Okay all you Oklahoma guys. I need some advise. I'm thinking of buying a early 90's pickup from down there basically to use it to re-body my low mileage but rusted out pickup up here. Its served me well dragging old cars everywhere, but the body is getting so rusty (not good when ones foot goes through the inside bed wheel well). Anyways, My question is this. I wonder how much road salt, if any is used down there? Will a early 90's pickup be solid usually? The truck I'm looking at was sold new in the Lawton Okla area and spent its life there until 2003 when it moved across the state to Broken Bow OK.
There is some used here. Since we only get a couple weeks of snow a year, it's pretty minimal. Compared to Michigan, we don't even know road salt it is.
I have lived in Oklahoma for over 60 years and I don't think, that in an average year, that the hiway department puts salt on the roads for more than 2-3 days per storm. We usually have only one or two winter storms a year. They usually only last a few days. We have had a few ice storms that lasted a week. The roads dry out fairly quickly.

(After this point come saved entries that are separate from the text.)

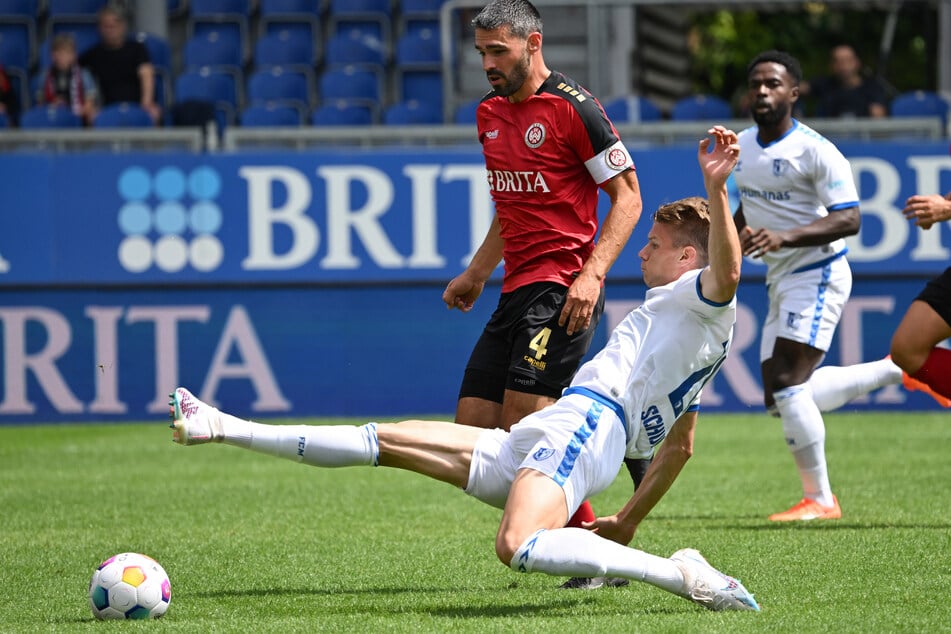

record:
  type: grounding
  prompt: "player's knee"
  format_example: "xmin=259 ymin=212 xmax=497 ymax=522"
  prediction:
xmin=889 ymin=332 xmax=925 ymax=375
xmin=494 ymin=531 xmax=519 ymax=566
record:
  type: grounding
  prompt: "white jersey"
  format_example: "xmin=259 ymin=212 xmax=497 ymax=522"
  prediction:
xmin=734 ymin=119 xmax=859 ymax=284
xmin=569 ymin=269 xmax=735 ymax=459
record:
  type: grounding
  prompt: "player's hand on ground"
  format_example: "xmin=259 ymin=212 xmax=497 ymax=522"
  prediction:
xmin=698 ymin=126 xmax=740 ymax=187
xmin=559 ymin=272 xmax=600 ymax=335
xmin=902 ymin=193 xmax=951 ymax=230
xmin=581 ymin=514 xmax=637 ymax=545
xmin=443 ymin=273 xmax=485 ymax=311
xmin=739 ymin=225 xmax=785 ymax=258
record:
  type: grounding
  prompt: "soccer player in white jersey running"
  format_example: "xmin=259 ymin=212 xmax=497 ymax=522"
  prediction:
xmin=169 ymin=127 xmax=760 ymax=612
xmin=732 ymin=50 xmax=946 ymax=523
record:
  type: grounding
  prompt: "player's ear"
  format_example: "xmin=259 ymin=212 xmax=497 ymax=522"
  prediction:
xmin=527 ymin=32 xmax=541 ymax=53
xmin=681 ymin=245 xmax=696 ymax=263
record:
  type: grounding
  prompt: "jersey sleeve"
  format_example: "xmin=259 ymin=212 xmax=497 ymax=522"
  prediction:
xmin=812 ymin=143 xmax=859 ymax=211
xmin=568 ymin=92 xmax=634 ymax=185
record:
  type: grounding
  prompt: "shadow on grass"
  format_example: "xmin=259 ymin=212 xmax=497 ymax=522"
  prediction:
xmin=188 ymin=586 xmax=693 ymax=618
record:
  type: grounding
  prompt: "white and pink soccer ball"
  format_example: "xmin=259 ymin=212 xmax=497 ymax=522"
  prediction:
xmin=88 ymin=552 xmax=171 ymax=619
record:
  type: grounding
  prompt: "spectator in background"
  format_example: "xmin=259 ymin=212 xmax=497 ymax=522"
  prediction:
xmin=37 ymin=34 xmax=100 ymax=126
xmin=806 ymin=44 xmax=888 ymax=118
xmin=80 ymin=5 xmax=160 ymax=123
xmin=0 ymin=64 xmax=20 ymax=126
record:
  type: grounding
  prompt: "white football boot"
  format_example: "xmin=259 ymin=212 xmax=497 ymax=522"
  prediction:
xmin=669 ymin=548 xmax=760 ymax=612
xmin=169 ymin=387 xmax=223 ymax=445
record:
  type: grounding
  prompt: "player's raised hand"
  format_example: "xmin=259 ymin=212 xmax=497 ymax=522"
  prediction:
xmin=698 ymin=126 xmax=740 ymax=188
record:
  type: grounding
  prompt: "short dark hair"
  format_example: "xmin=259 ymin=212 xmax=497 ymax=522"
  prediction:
xmin=472 ymin=0 xmax=543 ymax=38
xmin=747 ymin=50 xmax=802 ymax=85
xmin=654 ymin=197 xmax=710 ymax=265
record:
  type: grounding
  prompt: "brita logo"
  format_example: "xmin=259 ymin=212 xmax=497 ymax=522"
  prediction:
xmin=116 ymin=166 xmax=225 ymax=273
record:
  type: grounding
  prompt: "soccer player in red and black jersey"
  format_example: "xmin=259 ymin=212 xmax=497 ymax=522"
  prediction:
xmin=441 ymin=0 xmax=644 ymax=588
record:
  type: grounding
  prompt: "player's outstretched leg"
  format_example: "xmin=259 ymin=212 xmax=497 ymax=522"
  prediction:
xmin=511 ymin=528 xmax=760 ymax=612
xmin=669 ymin=549 xmax=761 ymax=612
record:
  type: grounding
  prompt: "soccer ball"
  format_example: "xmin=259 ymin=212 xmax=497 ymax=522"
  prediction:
xmin=88 ymin=552 xmax=171 ymax=619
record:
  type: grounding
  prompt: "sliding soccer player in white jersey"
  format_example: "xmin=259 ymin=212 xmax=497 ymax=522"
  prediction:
xmin=169 ymin=127 xmax=760 ymax=612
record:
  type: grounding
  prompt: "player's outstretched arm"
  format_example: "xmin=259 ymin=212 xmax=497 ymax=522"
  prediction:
xmin=698 ymin=126 xmax=742 ymax=304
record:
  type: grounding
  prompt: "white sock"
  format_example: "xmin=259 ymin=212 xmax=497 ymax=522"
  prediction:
xmin=511 ymin=528 xmax=684 ymax=595
xmin=220 ymin=413 xmax=379 ymax=467
xmin=773 ymin=385 xmax=834 ymax=506
xmin=808 ymin=358 xmax=902 ymax=411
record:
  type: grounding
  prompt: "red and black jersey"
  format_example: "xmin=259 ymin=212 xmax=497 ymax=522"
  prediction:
xmin=477 ymin=71 xmax=634 ymax=292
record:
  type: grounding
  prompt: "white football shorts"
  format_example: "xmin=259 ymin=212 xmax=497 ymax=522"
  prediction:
xmin=759 ymin=256 xmax=852 ymax=361
xmin=464 ymin=393 xmax=626 ymax=517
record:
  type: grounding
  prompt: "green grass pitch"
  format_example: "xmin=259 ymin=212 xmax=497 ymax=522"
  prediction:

You would run into more salt driving in OKC or Tulsa. I traveled the entire state with my job for 30 years. Lawton is a drier climate than OKC. Broken Bow has more moisture than Lawton, but is also usually warmer in the winter. I can't vouch for that specific truck, but we just don't see the rust here that you encounter up north. Just my 2 cents.
I would say you are pretty safe getting a Okla. truck or car. Most of the rusty stuff you see is Chrysler products. ***************************************************************** Like I told the kid, "Your music's not too loud, its just like OKC, it sucks!"
It's unusual to have more than 2-3 applications a year, but they lay a lot of salt when they do. In general, cars seem to fare pretty well compared to those north of here.
I grew up in Ohio before I went to school in Tulsa in the early 80's.Up until the time I moved out there I never imagined that you loosen a brake bleeder or remove a brake line without twisting it off on anything over 5 years old...
you should have no problem here...maybe 1 or 2 snows per year and Lawton is down in the south part of the state as well....Go for it!
I live in Missouri, you can watch cars rust before you can finish a six pack. would marine anodes work or do they only work on things submerged?
I've lived in OK for nearly 30 years. Oklahoma only recently started using salt, or a salt/sand mix, say in the past 10-15 years. Salt is readily available from Kansas, so that is one reason they began using it. Before, it was pretty much sand-only, except in the northern counties of OK that border Kansas. As stated before, we generally get one of two storms per year (one this past week) where they get the salt trucks out; and then, they only do the Interstates, State highways, and designated snow routes in the metro areas. Most City streets barely see a plow or grader, much less a salt/sand truck! So you can feel pretty confident that if you find a car or truck that has lived its life in OKlahoma, you can figure rust is going to be mimimal, if any. Very little snow falls in Lawton, and nearly none falls in Broken Bow. What we call "rusty" here is pristine metal up North. The only seriously rusty cars we see here, are the cars that are brought in from the North on trailers as parts donors! I had a '59 Metropolitan that I bought in 2002, that was an OK car its entire life, as documented by previous registrations. The only rust repair that car required was a fix in both rockers. That was it. And the Mets were never famous for being rust-free!